The Sustainable Vineyard
“You cannot be green if you’re in the red” might be a very tired cliché, but that does not make it any less true. The agenda which now gets called ‘sustainability’ becomes increasingly long and complicated, with what can sometimes appear to be an increasingly long list of costs attached. And that is quite aside from the time and effort needed to fill in audits and questionnaires to demonstrate what is being done.
Too many in the sustainability world are inclined to forget that the concept has three pillars: environment, people, and economics. Actions on improving energy efficiency or water use or improving conditions for workers therefore need to be undertaken in an environment where a company can continue to be profitable.
SWR seeks to always be pragmatic in how it catalyses sustainable change in the wine sector. Indeed, one of the key lessons we have learned from our benchmarking work is that the best standards are those which work with companies to develop an action plan to be implemented over time. This means that companies can develop their sustainability work as capability and resources permit.
We also know that cooperation works. The best example being SWR’s Bottle Weight Accord, which now covers more than 2.5 billion bottles. When the Accord was launched, many of those joining it had explored the importance of bottle weight reduction, yet it was by working with others that those companies were able to achieve impact at scale.
And this is precisely the point: cooperation means that we don’t all have to start from square one; we can learn more quickly because we can build on the efforts of others. That’s not just smart: it makes financial sense too. Driving change by being smart and efficient is the core of what SWR does.
However, we recently realised that in two areas of our work, labour rights and viticulture, we risked exacerbating the problem we are seeking to solve, by creating more work, not sharing potential solutions.
In the downstream of wine, at the distributors and retailers, labour issues and viticultural ones are often dealt with by different teams. Upstream, however, in vineyards and wineries, they are often dealt with by the same, small group of people. Efficiency and cost-effectiveness therefore mean that these two topics must be worked on as two aspects of the same task: to create a sustainable vineyard.

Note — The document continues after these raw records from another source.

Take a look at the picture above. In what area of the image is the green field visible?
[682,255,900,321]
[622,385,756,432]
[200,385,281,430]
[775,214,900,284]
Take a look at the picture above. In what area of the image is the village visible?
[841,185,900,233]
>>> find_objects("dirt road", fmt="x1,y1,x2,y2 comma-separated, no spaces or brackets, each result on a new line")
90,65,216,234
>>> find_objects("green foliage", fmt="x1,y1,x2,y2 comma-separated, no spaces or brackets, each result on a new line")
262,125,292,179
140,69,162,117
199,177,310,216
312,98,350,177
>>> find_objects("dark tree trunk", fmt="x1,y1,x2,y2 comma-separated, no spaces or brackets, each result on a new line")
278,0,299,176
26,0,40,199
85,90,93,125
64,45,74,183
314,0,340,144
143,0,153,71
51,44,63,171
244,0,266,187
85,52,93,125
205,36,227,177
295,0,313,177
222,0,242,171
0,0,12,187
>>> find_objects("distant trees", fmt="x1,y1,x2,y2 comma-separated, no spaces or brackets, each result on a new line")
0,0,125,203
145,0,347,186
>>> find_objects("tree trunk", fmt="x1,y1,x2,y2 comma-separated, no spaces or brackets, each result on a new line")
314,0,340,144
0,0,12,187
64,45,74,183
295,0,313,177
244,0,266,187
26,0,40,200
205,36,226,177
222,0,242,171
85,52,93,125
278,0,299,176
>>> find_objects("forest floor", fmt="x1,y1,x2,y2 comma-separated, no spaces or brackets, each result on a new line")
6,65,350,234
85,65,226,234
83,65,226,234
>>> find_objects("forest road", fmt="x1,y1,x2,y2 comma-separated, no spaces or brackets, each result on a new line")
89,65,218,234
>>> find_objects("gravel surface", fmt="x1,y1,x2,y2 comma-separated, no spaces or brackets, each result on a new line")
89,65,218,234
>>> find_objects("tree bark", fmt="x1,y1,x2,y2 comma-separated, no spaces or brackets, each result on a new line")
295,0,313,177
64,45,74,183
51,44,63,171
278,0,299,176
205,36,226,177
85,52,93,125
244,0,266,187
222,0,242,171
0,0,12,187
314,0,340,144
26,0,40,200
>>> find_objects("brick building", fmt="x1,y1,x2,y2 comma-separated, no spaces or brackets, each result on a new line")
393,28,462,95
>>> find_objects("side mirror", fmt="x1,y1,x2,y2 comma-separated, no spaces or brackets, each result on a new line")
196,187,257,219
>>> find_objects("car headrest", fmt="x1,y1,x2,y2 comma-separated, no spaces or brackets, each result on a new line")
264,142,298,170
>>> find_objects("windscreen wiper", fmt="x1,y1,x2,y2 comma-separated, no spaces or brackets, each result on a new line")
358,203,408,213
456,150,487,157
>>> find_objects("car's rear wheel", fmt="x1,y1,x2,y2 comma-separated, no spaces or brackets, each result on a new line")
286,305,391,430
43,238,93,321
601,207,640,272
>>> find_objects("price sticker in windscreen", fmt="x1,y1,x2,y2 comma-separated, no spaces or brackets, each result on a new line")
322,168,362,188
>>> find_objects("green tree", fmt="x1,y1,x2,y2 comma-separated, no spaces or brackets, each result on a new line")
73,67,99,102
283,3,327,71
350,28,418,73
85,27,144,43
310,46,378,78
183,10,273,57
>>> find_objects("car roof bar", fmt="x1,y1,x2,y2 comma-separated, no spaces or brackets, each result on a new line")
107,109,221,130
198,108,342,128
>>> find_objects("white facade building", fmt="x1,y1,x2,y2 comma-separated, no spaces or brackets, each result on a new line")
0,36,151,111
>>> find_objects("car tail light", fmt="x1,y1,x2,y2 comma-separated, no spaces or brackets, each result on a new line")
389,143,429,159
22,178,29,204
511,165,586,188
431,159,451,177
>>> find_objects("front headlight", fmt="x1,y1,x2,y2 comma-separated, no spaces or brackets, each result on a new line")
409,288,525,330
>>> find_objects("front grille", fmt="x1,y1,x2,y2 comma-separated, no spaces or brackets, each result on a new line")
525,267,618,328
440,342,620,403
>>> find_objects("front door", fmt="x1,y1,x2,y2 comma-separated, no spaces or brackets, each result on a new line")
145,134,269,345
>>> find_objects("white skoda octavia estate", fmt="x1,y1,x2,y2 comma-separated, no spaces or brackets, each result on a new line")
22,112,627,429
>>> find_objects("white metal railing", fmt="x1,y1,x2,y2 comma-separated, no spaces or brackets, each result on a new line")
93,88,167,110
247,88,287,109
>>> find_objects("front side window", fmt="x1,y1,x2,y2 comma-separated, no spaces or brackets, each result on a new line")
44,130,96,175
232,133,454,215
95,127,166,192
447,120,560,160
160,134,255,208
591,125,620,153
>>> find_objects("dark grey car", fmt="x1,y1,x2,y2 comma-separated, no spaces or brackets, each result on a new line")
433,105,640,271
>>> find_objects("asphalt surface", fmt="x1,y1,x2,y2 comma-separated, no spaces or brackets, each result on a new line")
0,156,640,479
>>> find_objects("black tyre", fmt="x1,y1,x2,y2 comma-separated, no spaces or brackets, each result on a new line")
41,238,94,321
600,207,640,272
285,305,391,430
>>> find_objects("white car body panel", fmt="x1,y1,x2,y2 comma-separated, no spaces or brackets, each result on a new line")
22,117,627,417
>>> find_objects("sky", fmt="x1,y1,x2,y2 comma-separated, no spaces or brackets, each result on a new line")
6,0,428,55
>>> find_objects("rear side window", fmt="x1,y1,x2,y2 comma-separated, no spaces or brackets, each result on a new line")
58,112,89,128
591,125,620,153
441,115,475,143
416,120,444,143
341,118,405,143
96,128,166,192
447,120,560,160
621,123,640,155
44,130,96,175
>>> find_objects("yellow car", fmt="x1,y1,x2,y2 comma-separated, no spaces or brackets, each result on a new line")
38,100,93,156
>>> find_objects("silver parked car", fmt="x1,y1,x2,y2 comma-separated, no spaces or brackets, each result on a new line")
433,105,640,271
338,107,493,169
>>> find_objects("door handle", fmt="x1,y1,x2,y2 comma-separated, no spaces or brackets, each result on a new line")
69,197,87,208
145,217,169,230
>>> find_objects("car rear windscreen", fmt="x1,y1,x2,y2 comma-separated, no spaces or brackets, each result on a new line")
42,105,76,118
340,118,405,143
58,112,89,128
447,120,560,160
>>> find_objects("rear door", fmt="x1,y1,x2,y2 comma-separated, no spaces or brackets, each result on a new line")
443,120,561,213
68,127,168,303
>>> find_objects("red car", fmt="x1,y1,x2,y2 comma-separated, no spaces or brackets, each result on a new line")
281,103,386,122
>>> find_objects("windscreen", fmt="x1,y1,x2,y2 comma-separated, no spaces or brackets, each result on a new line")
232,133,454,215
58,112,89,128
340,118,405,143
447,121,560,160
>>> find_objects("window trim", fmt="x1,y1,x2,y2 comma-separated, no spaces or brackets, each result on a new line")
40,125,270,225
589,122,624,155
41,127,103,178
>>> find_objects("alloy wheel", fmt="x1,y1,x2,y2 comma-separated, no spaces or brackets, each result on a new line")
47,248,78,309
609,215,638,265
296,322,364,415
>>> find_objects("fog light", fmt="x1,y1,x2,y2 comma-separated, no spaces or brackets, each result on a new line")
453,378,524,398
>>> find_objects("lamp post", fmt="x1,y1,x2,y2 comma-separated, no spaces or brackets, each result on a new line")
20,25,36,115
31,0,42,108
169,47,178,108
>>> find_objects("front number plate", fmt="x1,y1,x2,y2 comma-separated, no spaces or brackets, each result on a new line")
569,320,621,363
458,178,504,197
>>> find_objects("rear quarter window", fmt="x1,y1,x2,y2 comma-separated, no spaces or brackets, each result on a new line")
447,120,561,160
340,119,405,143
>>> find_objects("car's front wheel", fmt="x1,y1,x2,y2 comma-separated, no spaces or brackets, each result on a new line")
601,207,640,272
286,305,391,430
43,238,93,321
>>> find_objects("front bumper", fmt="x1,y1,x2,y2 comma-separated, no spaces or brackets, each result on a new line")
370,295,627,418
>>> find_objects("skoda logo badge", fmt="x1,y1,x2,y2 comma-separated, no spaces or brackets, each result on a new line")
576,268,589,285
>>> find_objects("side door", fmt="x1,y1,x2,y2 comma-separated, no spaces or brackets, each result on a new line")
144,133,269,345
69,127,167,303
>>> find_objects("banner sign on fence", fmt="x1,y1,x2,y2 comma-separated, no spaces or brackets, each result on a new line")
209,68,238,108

And that is the label we will use – The Sustainable Vineyard. This will not affect the work plans we have already set out for these action areas, simply that where relevant and appropriate they will work together.
The aim is to be efficient in the sort of information we seek. Not detailed, compliance-focused data, but insights for us to be able to ‘take the temperature’ on key issues. We will also look to identify tools and approaches which can be shared to help accelerate change.
The aim is to re-establish the often-forgotten third leg of sustainability: that economic affordability and efficiency is a key part of real, durable sustainability.